Visualizing and quantifying cellular heterogeneity is of central importance to study tissue complexity, development and physiology, and has a vital role in understanding pathologies. Mass spectrometry-based methods including imaging mass cytometry (IMC), have in recent years emerged as powerful approaches for assessing cellular heterogeneity in tissues. IMC is an innovative multiplex imaging method that combines imaging using up to 40 metal conjugated antibodies, and provides distributions of protein markers in tissues with a resolution of 1 Micrometer 2 area. However, resolving the output signals of individual cells within the tissue sample, i.e. single cell segmentation, remains challenging. To address this problem, we developed MATISSE (iMaging mAss cyTometry mIcroscopy Single cell SegmEntation), a method that combines high resolution fluorescence microscopy with the multiplex capability of IMC into a single workflow to achieve improved segmentation over the current state-of-the-art. 
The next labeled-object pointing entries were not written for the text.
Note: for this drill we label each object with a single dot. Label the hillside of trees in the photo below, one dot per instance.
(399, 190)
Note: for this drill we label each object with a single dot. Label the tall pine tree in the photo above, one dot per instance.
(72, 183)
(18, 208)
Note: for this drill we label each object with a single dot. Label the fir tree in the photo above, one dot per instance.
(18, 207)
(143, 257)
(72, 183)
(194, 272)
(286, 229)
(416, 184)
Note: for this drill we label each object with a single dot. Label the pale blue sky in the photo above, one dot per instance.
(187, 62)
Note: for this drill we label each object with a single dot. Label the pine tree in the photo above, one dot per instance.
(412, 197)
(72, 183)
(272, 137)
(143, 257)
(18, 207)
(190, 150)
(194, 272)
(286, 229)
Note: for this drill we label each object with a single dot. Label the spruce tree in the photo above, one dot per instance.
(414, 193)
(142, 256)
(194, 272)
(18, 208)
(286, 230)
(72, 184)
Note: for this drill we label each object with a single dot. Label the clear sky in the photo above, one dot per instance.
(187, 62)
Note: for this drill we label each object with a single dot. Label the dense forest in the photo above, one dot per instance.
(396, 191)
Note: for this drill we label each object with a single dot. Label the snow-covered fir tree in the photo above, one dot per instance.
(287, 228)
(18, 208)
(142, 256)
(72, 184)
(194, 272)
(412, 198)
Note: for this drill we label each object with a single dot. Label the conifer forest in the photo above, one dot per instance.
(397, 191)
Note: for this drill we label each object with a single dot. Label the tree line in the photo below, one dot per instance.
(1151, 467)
MATISSE results in improved quality and quantity of segmented cells when compared to IMC-only segmentation in sections of heterogeneous tissues. Additionally, MATISSE enables more complete and accurate identification of epithelial cells, fibroblasts, and infiltrating immune cells in densely packed cellular areas in tissue sections. MATISSE has been designed based on commonly used open-access tools and regular fluorescence microscopy, allowing easy implementation by labs using multiplex IMC into their analysis methods.
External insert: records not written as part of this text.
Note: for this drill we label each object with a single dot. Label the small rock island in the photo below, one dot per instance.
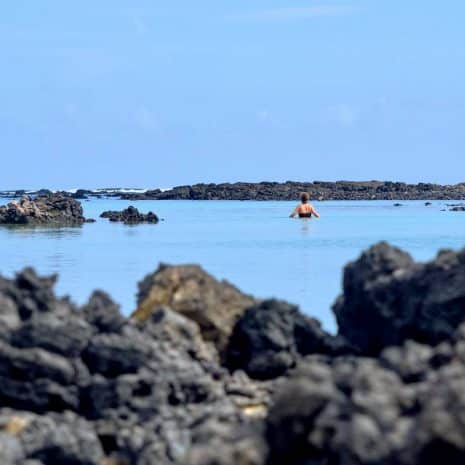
(130, 215)
(52, 209)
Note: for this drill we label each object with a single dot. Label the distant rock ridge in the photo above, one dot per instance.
(289, 190)
(130, 215)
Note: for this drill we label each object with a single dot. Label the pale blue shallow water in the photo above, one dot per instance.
(252, 244)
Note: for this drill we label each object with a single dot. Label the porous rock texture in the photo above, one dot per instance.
(86, 386)
(49, 209)
(215, 306)
(388, 298)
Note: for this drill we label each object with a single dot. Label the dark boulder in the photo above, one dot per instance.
(271, 337)
(214, 305)
(130, 215)
(50, 209)
(404, 409)
(388, 299)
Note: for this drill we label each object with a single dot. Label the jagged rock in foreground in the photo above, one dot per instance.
(130, 215)
(273, 335)
(214, 305)
(86, 386)
(318, 190)
(53, 209)
(388, 298)
(405, 409)
(80, 385)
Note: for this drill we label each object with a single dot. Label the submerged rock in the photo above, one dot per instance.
(130, 215)
(49, 209)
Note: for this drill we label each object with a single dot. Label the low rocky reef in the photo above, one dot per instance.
(203, 374)
(289, 190)
(318, 190)
(130, 215)
(54, 209)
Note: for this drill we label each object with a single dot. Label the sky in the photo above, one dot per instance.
(143, 93)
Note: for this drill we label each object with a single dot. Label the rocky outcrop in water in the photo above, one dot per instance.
(53, 209)
(130, 215)
(272, 336)
(318, 190)
(86, 386)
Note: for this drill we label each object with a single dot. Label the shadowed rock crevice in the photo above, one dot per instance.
(130, 215)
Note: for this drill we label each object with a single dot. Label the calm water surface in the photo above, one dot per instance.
(252, 244)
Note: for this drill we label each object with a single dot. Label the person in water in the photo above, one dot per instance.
(304, 210)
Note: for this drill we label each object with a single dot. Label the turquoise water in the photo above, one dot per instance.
(252, 244)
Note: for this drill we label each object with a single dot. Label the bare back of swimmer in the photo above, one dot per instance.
(304, 209)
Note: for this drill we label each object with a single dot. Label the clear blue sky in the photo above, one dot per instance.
(150, 93)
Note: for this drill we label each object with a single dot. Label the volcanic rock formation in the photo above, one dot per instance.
(53, 209)
(130, 215)
(86, 386)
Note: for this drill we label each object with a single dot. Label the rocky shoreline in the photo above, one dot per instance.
(54, 209)
(203, 374)
(318, 190)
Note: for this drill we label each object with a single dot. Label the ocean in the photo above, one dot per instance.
(254, 245)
MATISSE allows segmentation of densely packed cellular areas and provides a qualitative and quantitative improvement when compared to IMC-based segmentation. We expect that implementing MATISSE into tissue section analysis pipelines will yield improved cell segmentation and enable more accurate analysis of the tissue microenvironment in epithelial tissue pathologies, such as autoimmunity and cancer.